Personal information
- Full name: Joseph James Porter
- Born: 5 May 1980 (age 46) Hammersmith, London, England
- Batting: Left-handed
- Bowling: Slow left-arm orthodox

Domestic team information
- 2005-2006: Oxfordshire
- 2002: Surrey Cricket Board
- 2001: Surrey
- 2000-2002: Oxford University

Career statistics
| Competition | FC | LA |
| Matches | 12 | 2 |
| Runs scored | 522 | 119 |
| Batting average | 26.10 | 59.50 |
| 100s/50s | –/4 | –/1 |
| Top score | 93 | 96 |
| Balls bowled | 248 | 60 |
| Wickets | 6 | 4 |
| Bowling average | 34.33 | 12.75 |
| 5 wickets in innings | – | – |
| 10 wickets in match | – | – |
| Best bowling | 3/50 | 4/51 |
| Catches/stumpings | 7/– | 1/– |
- Source: Cricinfo, 28 October 2010

= Joe Porter (cricketer) =

English cricketer (born 1980)

Joseph James Porter (born 5 May 1980) is an English cricketer. Porter is a left-handed batsman who bowls slow left-arm orthodox. He was born at Hammersmith, London.

Porter made his first-class debut for Oxford University against Somerset in 2000. From 2000 to 2002, he represented the University in 9 first-class matches, the last of which came against Northamptonshire. His final first-class match came for a British Universities team against the touring Sri Lankans. In his 12 career first-class matches, he scored 522 runs at a batting average of 26.10, with 4 half centuries and a high score of 96. In the field, he took 7 catches, while with the ball he took 6 wickets at a bowling average of 34.33, with best figures of 3/50.

In 2001, he represented Surrey in a single List A match against Northamptonshire. The following season he represented the Surrey Cricket Board in a single List A match against the Gloucestershire Cricket Board in the 1st round of the 2003 Cheltenham & Gloucester Trophy which was played in 2002. In his only match for the Board, he scored his career high List A score, by making 96 runs. In his 2 matches, he scored a total of 119 runs at an average of 59.50, while in the field he took a single catch. With the ball, he took 4 wickets at an average of 12.75, with best figures of 4/51.

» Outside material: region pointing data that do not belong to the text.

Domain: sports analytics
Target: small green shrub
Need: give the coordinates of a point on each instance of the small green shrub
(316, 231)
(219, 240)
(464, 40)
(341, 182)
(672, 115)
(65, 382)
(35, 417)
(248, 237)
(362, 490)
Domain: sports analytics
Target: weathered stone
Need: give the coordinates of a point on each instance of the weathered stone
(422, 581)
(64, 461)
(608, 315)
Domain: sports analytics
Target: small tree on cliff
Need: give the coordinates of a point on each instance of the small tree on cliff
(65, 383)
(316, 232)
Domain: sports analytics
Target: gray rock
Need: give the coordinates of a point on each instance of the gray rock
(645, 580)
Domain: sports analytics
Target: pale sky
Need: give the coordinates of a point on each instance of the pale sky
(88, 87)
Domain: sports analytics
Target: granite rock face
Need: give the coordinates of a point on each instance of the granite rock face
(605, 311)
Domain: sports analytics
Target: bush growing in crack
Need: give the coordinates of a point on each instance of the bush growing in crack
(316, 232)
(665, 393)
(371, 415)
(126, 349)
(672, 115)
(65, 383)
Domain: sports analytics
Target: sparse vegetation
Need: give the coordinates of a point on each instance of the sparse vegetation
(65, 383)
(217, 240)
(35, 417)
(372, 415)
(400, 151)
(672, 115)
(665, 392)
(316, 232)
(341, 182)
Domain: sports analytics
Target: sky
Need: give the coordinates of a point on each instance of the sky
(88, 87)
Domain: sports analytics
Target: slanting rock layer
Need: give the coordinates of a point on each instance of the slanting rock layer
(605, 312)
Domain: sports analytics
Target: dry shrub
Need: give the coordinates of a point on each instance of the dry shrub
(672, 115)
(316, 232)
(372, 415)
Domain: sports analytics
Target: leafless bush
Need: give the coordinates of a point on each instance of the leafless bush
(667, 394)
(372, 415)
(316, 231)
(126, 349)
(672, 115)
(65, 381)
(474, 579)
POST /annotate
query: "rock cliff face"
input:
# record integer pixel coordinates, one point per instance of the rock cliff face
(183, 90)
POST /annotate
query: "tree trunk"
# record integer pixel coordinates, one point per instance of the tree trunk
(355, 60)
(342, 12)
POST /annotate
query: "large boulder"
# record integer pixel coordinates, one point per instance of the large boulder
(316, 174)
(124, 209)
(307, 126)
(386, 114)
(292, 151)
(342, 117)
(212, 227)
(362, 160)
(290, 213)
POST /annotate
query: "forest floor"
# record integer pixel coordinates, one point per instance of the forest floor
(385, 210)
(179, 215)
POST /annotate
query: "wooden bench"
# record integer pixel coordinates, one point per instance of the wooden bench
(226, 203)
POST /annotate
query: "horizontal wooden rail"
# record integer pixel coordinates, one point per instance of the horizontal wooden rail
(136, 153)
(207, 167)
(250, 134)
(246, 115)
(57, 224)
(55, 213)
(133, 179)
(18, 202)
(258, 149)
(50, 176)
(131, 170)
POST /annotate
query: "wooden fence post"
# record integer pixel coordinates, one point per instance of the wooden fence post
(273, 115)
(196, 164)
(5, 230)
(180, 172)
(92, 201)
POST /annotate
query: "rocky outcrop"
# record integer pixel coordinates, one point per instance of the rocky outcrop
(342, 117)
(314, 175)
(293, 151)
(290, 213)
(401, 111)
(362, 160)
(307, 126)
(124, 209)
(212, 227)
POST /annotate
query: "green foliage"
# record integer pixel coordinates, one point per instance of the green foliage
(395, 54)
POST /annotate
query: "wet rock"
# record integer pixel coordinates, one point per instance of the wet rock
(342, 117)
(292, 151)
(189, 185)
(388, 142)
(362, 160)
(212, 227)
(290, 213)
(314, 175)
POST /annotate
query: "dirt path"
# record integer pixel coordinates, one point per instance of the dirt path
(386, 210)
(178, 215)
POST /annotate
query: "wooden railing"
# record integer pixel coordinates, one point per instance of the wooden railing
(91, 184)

In 2005, Porter joined Oxfordshire. His debut for the county came in the Minor Counties Championship against Wiltshire. During the 2005 season, he represented the county in 5 Championship matches, the last of which came against Dorset. He also represented the county in a single MCCA Knockout Trophy match against Hertfordshire.